Plain Talk
By
Mursi Saad El-Din
As a student at the English Department of the Faculty of Arts, Fouad I (now Cairo) University, one of my textbooks was The Best of Hazlitt, a selection of the great critic and essayist's articles. What I enjoyed most were his comments on English poets.
I was reminded of this when the English press drew my intention to an exhibition at the National Portrait Gallery in London entitled William Hazlitt: Spirit of the Age. A collection of portraits of cultural and political figures of the early 19th century on whom Hazlitt had written, the exhibition is named after a book first published in 1825 in Paris. The publisher omitted Hazlitt's name from the title page -- a consequence of the scandal following the publication of Hazlitt's Liber Amoris, "an erotic narrative" describing his love for Sarah Walker, a woman half his age. Going through this masterpiece today, one cannot help thinking of it as a forerunner of Nabokov's Lolita.
In an article in the Independent Review of 12 May, Duncan Wu, a professor of English and fellow of St Catherine's College, Oxford, explains that this affair "blighted [Hazlitt's] reputation. It could be argued," Wu goes on, "that this was another case of that quintessentially English affliction, hypocrisy... He can't have been the only middle-aged man in the 1820s to fall for a woman half his age."

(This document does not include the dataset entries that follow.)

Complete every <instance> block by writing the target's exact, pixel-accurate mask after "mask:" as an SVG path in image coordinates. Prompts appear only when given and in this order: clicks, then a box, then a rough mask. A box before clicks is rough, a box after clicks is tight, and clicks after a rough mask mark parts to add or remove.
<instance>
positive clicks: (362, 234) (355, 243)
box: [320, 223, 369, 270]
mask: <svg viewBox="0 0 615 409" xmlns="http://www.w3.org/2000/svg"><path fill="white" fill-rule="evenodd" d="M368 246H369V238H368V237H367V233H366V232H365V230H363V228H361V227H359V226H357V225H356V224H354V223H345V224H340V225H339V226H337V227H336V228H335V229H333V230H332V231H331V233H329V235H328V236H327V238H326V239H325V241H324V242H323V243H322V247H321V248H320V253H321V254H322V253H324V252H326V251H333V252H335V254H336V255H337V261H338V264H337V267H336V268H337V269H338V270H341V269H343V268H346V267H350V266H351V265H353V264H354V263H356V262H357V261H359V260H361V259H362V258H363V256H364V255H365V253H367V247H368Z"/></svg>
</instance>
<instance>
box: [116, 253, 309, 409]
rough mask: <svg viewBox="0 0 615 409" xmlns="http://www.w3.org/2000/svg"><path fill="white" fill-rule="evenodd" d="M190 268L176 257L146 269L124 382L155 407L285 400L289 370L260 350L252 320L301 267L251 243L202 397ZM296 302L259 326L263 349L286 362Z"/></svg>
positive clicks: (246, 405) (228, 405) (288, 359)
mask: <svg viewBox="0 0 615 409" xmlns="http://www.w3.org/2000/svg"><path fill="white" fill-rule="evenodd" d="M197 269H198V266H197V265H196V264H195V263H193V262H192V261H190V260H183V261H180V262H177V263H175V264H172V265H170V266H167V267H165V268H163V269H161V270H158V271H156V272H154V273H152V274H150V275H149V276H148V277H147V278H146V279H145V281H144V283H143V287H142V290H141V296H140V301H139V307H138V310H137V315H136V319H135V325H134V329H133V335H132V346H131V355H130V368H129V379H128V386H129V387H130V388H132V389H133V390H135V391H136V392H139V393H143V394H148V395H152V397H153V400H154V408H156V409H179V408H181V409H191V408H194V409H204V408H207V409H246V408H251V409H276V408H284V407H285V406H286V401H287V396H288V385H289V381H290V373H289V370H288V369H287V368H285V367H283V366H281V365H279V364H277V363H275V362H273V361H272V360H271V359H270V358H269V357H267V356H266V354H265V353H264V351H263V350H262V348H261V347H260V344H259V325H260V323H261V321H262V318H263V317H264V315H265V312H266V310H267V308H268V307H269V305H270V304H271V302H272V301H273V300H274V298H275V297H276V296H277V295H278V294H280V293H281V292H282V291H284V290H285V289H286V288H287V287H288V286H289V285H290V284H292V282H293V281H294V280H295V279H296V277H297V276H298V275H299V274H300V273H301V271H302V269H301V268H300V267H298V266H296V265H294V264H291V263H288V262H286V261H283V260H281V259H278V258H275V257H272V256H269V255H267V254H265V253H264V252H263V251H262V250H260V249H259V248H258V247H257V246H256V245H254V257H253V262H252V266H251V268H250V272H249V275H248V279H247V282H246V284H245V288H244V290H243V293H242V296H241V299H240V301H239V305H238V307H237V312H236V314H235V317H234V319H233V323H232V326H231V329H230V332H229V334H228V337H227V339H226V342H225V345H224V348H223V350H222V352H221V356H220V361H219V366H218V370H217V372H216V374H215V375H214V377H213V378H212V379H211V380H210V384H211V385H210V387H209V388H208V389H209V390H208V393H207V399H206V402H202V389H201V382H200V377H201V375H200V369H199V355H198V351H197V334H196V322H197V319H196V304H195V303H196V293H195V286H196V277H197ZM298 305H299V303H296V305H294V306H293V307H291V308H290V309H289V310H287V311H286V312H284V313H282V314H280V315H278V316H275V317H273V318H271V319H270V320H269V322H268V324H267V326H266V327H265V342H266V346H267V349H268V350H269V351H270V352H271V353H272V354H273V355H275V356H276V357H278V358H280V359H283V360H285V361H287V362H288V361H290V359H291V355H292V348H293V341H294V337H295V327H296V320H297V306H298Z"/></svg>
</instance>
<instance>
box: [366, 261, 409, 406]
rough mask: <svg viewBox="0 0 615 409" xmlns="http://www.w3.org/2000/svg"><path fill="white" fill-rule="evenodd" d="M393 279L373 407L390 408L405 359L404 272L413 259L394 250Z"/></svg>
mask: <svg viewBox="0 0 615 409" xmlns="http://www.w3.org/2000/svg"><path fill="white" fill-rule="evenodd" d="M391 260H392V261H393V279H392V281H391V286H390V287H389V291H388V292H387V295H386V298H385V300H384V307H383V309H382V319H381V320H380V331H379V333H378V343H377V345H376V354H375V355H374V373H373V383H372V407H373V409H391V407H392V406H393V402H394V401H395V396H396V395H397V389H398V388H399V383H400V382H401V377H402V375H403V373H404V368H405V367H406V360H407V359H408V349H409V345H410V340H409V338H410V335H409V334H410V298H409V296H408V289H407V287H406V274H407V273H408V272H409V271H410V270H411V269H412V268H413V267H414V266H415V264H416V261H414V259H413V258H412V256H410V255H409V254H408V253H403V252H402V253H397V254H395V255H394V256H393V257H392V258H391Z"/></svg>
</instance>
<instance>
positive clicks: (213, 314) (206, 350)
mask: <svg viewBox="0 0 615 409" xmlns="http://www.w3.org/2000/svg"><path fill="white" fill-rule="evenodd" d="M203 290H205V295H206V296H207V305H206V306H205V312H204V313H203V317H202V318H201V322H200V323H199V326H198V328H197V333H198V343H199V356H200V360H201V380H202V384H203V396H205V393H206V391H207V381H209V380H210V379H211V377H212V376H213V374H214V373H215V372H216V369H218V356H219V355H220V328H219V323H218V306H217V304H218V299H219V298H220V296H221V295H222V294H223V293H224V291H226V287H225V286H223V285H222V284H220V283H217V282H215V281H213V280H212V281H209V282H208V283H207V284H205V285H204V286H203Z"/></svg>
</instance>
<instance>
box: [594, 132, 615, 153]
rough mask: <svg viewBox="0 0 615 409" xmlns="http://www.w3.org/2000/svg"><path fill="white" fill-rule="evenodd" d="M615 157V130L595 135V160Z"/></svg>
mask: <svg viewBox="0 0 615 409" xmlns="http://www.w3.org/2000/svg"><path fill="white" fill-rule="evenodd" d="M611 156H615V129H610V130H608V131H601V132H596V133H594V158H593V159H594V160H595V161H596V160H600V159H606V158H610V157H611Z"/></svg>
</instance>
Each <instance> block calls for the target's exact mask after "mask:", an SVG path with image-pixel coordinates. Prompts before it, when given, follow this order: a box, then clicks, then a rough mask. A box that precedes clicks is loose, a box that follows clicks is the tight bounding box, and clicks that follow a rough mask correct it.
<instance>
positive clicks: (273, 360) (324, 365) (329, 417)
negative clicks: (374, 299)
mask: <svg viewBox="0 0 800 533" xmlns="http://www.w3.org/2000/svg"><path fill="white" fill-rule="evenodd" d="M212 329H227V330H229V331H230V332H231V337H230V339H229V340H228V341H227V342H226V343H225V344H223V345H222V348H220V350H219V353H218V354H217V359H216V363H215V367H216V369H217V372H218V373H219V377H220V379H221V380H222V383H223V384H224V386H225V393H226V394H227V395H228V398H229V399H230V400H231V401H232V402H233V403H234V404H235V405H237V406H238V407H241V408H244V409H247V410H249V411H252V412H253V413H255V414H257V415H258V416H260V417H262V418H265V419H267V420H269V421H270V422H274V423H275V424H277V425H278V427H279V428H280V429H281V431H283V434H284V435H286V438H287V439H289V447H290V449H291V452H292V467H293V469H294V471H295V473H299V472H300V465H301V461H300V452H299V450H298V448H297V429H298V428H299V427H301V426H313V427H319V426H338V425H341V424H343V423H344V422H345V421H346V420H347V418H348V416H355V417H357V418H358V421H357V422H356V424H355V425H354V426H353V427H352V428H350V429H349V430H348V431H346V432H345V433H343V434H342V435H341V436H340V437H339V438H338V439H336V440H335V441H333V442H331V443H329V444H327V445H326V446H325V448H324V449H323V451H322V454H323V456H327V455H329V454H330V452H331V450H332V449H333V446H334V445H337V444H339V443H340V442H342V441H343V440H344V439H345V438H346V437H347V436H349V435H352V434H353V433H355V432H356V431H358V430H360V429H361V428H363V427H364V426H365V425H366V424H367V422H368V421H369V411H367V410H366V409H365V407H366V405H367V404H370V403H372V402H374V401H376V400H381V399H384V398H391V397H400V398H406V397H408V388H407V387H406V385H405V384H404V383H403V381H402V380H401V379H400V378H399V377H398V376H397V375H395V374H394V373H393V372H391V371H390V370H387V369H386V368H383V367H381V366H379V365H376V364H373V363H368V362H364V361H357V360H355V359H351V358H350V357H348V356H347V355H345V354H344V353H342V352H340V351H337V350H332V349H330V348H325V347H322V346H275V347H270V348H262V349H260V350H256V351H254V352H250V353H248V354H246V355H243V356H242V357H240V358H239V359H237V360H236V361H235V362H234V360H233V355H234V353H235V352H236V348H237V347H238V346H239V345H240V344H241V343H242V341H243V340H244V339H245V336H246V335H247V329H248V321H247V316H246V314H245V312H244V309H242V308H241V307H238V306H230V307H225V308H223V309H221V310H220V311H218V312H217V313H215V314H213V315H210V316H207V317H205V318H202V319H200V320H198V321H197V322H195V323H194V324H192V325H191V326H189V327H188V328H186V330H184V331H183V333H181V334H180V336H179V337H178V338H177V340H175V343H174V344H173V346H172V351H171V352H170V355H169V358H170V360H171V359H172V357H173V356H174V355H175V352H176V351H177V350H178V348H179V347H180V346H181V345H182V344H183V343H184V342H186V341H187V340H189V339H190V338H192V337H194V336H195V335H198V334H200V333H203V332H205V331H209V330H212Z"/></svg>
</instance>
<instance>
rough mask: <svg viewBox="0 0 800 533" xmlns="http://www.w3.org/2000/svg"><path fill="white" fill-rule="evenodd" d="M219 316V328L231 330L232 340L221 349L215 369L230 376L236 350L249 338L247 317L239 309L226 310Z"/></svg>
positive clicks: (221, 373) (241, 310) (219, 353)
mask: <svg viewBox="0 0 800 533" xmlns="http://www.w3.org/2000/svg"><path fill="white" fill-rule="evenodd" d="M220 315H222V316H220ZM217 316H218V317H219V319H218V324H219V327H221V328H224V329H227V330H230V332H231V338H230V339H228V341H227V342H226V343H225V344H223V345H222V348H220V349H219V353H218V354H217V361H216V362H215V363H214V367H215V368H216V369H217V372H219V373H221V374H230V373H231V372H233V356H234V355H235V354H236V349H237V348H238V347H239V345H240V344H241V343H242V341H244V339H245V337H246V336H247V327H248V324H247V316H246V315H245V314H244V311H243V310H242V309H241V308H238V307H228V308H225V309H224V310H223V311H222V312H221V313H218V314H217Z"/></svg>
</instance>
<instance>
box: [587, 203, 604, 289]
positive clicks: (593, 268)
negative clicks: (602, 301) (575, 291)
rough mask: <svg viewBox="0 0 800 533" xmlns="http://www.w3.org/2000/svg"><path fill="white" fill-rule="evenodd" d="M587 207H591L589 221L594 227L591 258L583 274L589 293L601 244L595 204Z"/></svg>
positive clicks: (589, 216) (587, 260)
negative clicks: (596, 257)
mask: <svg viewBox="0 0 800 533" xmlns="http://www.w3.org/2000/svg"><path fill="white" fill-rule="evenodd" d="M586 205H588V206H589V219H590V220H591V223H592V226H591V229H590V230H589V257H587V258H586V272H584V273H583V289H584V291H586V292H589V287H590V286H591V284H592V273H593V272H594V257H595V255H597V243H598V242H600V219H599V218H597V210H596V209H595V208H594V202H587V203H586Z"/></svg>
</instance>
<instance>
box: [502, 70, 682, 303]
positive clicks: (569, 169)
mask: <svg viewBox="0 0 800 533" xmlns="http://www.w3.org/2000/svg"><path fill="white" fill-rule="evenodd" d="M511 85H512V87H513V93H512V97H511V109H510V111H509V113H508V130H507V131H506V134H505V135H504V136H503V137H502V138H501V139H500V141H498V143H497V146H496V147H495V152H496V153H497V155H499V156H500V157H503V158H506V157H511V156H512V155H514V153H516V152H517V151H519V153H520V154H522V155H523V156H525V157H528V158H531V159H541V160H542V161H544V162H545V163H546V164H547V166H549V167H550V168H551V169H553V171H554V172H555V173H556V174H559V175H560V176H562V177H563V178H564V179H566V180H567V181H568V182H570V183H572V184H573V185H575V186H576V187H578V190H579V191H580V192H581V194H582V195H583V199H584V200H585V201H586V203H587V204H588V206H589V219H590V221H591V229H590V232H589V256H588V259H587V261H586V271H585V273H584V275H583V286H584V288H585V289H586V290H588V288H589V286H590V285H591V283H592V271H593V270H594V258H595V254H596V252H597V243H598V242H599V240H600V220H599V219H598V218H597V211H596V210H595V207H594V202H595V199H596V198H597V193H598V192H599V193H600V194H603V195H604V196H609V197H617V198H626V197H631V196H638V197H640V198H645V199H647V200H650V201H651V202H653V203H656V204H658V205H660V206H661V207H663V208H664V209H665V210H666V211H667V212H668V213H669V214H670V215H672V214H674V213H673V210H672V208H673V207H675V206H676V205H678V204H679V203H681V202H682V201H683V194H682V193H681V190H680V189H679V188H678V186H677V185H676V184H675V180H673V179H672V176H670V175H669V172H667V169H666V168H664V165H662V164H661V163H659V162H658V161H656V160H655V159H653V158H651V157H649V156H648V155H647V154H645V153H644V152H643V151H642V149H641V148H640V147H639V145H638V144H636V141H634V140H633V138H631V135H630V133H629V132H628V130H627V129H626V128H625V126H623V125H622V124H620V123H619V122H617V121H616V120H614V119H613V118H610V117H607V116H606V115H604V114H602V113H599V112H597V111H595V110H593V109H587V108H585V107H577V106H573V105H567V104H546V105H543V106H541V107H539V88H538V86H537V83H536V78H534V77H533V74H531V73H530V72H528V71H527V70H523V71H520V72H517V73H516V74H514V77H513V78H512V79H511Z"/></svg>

As critic and essayist Hazlitt is thought to be remarkable for his felicity, even fertility with respect to English literature. Going through what has been written about him, one senses that he had no particular system with which to practise literary criticism. His criticism, roughly speaking, falls into two categories. The first, most apparent in his "Lectures on the English Poets", comprises the effort to be "general", to come up with a theory to explain "what poetry in general is and what it is not", perhaps a reminder of Coleridge's ideas about poetry.
In the second category, Hazlitt handles separate authors, works and pieces, coming up, in the following four books, with what amounts to a survey of English poets and their work: Lectures on the English Poets (1818), The English Comic Writers (1819), Elizabethean Literature (1820) and Characters of Shakespeare. Hazlitt wrote about The Pilgrim's Progress, Robinson Crusoe, The Decameron, Homer, the Bible and Dante. In dealing with these figures, his criticism is said to have been an act of literary faith and hope. It was also, clearly, a new substance in its own right, something to be added to the literary cosmos.
Going back to Wu's article, one cannot help noticing the enthusiasm, the compulsion to give Hazlitt his due. In his analysis of Liber Amoris and the critics' response to it, Wu contends that the book proved "inflammatory" because "the psyche it portrays in such painful and courageous detail is characterically male. Liber Amori is a great book because the weaknesses it documents are elemental to the male of the species. It reveals part of ourselves we would just as soon not face up to."
Wu deplores the fact that Hazlitt's Spirit of the Age is not available in paperback, a fact that makes the popularity this exhibition might give rise to particularly welcome -- a compelling rendition, in oil and watercolour, of those whom Hazlitt portrayed in his book. Wu quotes Hazlitt's comments on some of his subjects. Coleridge, for example, "has flirted with the muses as with a set of mistresses". Walter Scott is "the most popular writer of the age -- for the time being". Wordsworth has become "the God of his own idolatry", while Byron is "the spoilt child of fame as well as fortune". Charles Lamb "is endeared to his friends not less for his foibles than his virtues".
Hazlitt is known and often quoted as saying: "Poetry dwells in a perpetual utopia of its own. It does not create difficulties where they do not exists, but contrives to get rid of them whether they exist or not." And it is in the light of this comment that one should read his criticism.